I no longer fret over the “mistakes” made, because now I see them more as magnificent life lessons.
Inside each and ever one of my mistakes lies the potential for either regret, or growth and development, and I alone decide which one will bear fruit in my life.
As a young woman, I wanted to be the center of attention.
But as I have gotten older I’ve learned to allow myself to become, more and more, the witness and the witnessed, the seer and the seen, the observer and the observed.
I enjoy sitting back and letting others have the spotlight.
I have found the spotlight can be exhausting, and there is rest in the shadows where I can sit quietly and just watch.
And I’ve learned to do this with a minimum of judgment.
(Although not with no judgment, for there was tremendous judgment in simply learning to observe without judgment.)
If I had to leave one sentiment with the world upon my death it would be this:
What matters is that we learn to love others,
and interact with others in a way that allows them to experience this love.

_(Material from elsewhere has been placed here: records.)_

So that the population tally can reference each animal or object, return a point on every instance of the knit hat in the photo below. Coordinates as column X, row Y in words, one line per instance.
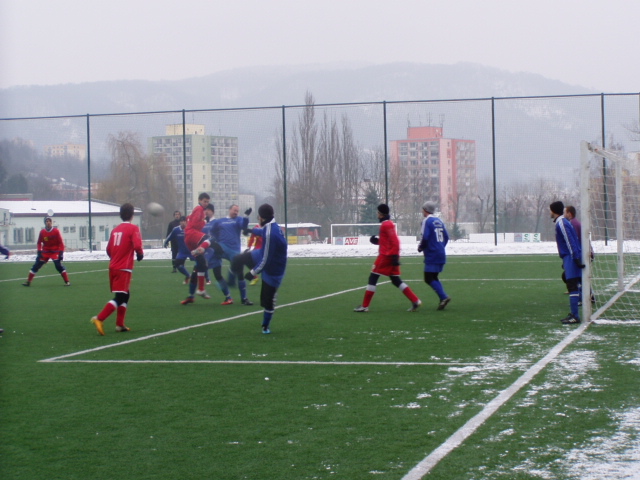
column 383, row 208
column 557, row 207
column 265, row 211
column 429, row 207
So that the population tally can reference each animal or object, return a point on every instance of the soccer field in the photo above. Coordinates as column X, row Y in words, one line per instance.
column 493, row 387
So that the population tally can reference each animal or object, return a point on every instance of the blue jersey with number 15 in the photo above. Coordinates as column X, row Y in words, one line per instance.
column 434, row 240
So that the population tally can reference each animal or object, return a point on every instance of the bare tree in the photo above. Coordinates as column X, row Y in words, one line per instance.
column 323, row 169
column 137, row 178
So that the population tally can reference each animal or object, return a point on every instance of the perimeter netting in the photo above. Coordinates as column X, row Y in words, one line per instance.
column 610, row 198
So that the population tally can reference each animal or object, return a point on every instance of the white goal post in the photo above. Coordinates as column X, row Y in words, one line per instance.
column 610, row 203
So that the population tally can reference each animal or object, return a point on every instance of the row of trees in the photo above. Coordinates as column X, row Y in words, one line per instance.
column 130, row 176
column 330, row 179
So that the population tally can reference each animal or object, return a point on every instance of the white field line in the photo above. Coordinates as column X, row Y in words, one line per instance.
column 182, row 329
column 464, row 432
column 285, row 362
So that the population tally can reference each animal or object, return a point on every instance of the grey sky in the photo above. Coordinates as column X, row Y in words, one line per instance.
column 591, row 43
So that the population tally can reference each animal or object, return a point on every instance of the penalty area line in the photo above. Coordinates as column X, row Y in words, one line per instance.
column 189, row 327
column 464, row 432
column 285, row 362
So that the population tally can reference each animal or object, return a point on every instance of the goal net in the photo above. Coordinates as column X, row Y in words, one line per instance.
column 610, row 201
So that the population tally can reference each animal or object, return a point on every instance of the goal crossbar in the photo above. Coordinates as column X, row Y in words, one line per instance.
column 587, row 150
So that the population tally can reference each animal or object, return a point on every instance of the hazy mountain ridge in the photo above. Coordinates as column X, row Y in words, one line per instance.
column 275, row 86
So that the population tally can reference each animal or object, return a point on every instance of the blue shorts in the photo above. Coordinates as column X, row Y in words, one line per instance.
column 571, row 270
column 434, row 267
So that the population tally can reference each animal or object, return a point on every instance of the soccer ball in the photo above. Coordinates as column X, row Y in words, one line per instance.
column 155, row 209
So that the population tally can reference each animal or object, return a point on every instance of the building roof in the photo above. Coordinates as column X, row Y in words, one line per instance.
column 302, row 225
column 74, row 207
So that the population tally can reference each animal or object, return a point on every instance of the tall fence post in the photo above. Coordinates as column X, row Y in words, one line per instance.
column 89, row 180
column 495, row 182
column 184, row 162
column 386, row 156
column 284, row 166
column 605, row 193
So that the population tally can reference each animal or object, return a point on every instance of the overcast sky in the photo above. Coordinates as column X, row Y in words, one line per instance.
column 591, row 43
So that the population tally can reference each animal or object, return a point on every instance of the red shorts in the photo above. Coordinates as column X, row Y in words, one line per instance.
column 119, row 280
column 46, row 256
column 383, row 266
column 192, row 239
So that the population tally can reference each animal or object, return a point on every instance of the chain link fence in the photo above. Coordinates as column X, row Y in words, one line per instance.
column 492, row 165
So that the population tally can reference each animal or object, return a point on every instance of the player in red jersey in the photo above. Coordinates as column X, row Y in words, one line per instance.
column 387, row 263
column 125, row 240
column 50, row 247
column 198, row 242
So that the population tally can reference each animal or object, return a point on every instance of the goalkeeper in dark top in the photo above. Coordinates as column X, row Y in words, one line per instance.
column 50, row 247
column 570, row 251
column 269, row 261
column 387, row 263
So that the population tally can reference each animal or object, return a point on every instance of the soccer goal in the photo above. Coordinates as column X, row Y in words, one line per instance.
column 610, row 202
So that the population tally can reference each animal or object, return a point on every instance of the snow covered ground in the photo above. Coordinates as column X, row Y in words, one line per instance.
column 323, row 250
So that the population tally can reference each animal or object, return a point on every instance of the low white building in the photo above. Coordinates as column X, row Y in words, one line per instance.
column 22, row 220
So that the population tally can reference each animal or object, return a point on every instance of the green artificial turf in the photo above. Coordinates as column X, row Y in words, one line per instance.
column 196, row 391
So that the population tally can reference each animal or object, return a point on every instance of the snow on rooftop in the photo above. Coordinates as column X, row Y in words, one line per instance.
column 38, row 207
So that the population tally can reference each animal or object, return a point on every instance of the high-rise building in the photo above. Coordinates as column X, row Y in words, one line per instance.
column 76, row 150
column 211, row 164
column 435, row 168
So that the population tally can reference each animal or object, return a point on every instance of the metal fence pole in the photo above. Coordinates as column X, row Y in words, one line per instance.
column 284, row 165
column 604, row 172
column 89, row 180
column 493, row 156
column 386, row 156
column 184, row 162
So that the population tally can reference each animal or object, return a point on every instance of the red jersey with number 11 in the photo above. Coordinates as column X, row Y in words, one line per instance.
column 125, row 240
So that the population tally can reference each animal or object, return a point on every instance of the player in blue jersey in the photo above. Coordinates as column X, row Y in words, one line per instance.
column 214, row 257
column 570, row 251
column 176, row 236
column 432, row 245
column 227, row 233
column 269, row 261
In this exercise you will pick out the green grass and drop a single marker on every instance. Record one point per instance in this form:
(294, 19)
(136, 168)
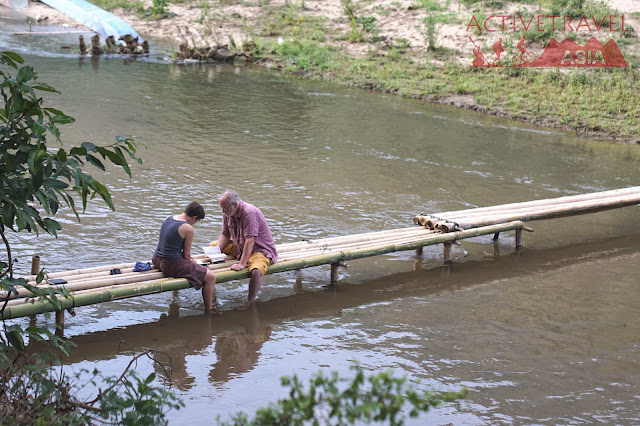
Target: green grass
(585, 100)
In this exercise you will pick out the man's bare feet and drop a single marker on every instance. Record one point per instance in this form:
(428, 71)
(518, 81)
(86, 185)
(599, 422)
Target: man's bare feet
(243, 307)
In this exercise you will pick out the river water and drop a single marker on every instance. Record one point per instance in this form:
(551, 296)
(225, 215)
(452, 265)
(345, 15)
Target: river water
(549, 336)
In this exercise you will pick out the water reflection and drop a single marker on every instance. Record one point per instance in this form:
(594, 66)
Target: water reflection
(238, 351)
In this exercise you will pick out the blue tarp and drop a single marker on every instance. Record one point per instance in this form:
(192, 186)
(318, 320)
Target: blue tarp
(90, 15)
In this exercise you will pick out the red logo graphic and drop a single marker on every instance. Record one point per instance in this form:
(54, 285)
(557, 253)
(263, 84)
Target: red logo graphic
(568, 53)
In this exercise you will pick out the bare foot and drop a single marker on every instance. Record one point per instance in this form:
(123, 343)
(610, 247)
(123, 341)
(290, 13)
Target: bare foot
(243, 307)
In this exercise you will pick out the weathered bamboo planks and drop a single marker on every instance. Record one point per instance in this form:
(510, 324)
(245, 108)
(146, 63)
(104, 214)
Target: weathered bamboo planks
(109, 291)
(531, 210)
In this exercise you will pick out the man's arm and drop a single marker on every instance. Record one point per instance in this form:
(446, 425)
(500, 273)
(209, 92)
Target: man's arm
(223, 240)
(246, 253)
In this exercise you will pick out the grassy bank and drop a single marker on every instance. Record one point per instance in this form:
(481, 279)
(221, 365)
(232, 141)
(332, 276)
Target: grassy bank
(352, 45)
(597, 102)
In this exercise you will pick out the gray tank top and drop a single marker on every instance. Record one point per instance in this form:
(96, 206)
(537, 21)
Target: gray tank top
(170, 242)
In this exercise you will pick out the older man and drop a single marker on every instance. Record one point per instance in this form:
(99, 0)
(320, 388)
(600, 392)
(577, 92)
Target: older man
(246, 236)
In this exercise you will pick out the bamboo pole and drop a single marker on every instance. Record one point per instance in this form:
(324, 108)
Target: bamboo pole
(517, 209)
(50, 32)
(539, 213)
(102, 279)
(551, 201)
(281, 248)
(31, 307)
(550, 213)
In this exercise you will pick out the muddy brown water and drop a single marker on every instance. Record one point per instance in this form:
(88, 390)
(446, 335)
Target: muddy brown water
(546, 336)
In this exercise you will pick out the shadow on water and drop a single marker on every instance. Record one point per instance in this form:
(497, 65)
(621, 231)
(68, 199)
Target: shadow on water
(239, 336)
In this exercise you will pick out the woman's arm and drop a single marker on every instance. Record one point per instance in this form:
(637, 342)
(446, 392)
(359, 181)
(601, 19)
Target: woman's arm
(186, 232)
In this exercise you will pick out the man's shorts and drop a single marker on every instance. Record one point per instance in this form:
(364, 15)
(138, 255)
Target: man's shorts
(257, 260)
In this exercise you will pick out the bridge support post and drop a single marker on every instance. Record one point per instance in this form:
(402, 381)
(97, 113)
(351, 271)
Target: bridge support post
(518, 238)
(447, 253)
(60, 323)
(334, 270)
(35, 270)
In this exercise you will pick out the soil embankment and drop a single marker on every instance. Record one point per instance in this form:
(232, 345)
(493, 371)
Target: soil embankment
(414, 48)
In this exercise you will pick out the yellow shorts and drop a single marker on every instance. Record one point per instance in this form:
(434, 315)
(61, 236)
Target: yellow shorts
(257, 260)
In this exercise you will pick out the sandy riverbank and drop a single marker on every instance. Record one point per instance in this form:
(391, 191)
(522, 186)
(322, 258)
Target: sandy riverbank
(396, 26)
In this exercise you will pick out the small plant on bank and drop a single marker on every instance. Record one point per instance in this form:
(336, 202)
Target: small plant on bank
(380, 397)
(431, 33)
(159, 7)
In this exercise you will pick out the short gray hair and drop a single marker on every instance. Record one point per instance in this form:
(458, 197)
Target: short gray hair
(232, 197)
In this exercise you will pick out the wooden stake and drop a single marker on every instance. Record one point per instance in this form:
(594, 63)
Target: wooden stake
(35, 265)
(59, 322)
(447, 253)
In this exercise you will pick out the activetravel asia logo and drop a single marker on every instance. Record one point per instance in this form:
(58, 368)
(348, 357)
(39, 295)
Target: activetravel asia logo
(566, 53)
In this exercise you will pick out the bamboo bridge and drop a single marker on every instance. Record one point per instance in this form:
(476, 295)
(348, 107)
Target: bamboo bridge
(96, 285)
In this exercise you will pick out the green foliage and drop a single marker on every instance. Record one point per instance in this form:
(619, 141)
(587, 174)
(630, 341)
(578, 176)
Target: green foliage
(359, 26)
(380, 397)
(30, 171)
(159, 7)
(431, 32)
(36, 181)
(305, 55)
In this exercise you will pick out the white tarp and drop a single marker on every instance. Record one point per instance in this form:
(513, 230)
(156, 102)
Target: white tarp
(90, 15)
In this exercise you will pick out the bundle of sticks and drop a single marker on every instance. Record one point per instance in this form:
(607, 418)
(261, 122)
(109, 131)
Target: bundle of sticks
(528, 211)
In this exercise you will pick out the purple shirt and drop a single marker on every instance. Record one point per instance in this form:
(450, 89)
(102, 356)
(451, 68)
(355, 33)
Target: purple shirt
(250, 222)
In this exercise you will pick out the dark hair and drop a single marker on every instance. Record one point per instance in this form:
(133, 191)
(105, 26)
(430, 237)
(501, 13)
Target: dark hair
(195, 209)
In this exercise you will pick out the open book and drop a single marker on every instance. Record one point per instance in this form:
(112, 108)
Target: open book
(213, 253)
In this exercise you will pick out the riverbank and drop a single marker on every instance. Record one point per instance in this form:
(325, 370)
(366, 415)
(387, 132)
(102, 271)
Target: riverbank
(420, 49)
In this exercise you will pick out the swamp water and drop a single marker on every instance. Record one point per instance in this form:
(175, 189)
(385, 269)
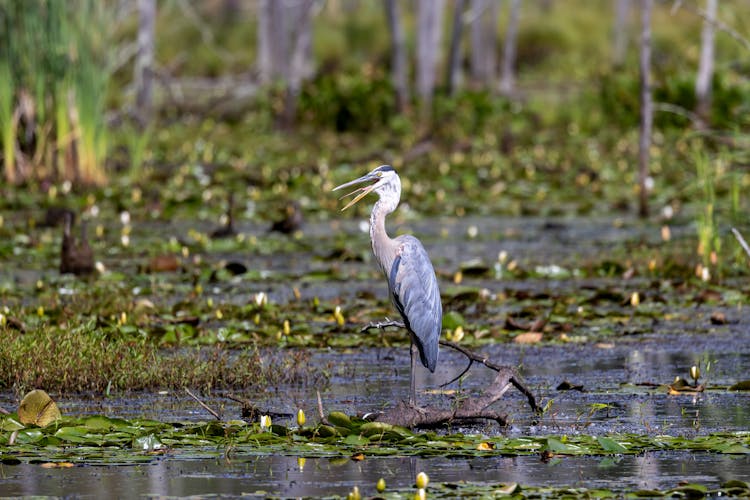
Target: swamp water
(622, 377)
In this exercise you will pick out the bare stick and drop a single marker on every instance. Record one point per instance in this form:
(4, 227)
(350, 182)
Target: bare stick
(383, 324)
(742, 241)
(204, 405)
(514, 379)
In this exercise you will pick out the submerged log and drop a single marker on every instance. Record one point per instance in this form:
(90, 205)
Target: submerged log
(467, 409)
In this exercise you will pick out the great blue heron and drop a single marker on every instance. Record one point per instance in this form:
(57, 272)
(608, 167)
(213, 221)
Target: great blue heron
(411, 278)
(75, 257)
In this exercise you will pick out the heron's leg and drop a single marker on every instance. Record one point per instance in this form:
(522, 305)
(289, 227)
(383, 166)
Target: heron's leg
(413, 377)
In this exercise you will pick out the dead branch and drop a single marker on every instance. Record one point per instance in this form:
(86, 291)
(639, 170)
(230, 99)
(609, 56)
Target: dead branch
(322, 416)
(469, 409)
(204, 405)
(742, 241)
(251, 412)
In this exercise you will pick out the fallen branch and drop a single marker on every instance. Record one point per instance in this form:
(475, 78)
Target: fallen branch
(204, 405)
(742, 241)
(469, 409)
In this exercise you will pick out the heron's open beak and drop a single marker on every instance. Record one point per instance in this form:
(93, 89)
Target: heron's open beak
(360, 192)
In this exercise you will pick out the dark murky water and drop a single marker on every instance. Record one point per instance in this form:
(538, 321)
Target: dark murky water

You know when you have arrived at this place of love because your life itself is a testament to Christ.
You now know that you can do this even when argument or conflict arises and the setting doesn’t appear, on the surface, to be the most conducive to expressing love.
True love is a state of being.
We were all born with the light of Christ inside of us, although we may not always be conscious of it.
I’ve learned not to focus on the results, but rather on the process.
I have found that when I focus on specific results,
such as the money as a result of a job,
OR a specific outcome from a project I have created,
The most I will ever attain is that on which my human, conscious, limited, educated mind can focus.
I lose the joy of creating when I worry about results.
When I worry about how many “views” my blog has gotten for example, I lose the joy of writing the post.
Yet when I am able to focus instead on the process, that part of creating something worthwhile…
that makes my hearts sing,
And the results – those which I’ve dreamed of and those I didn’t even know I could create – manifest most exquisitely as if out of thin air.
I’ve learned that we tend to make our choices either from fear or from love.
We can’t give a gift we are unwilling to accept ourselves.
We cannot stand in fear protecting ourselves and then hope that we can magically move from that fear based thinking into love and have the ability to offer the world the gift of our unique talents.
We cannot demand that our need for control be met by everyone and then simultaneously say that we support freedom and choices, and offer love.
Surrender is the greatest gift you can give yourself and the people you love.
It is the freedom that comes from letting go of the need for control and allowing yourself to exist in the elegant simplicity of being the seer and the seen, the witness and the witnessed, the observer and the observed.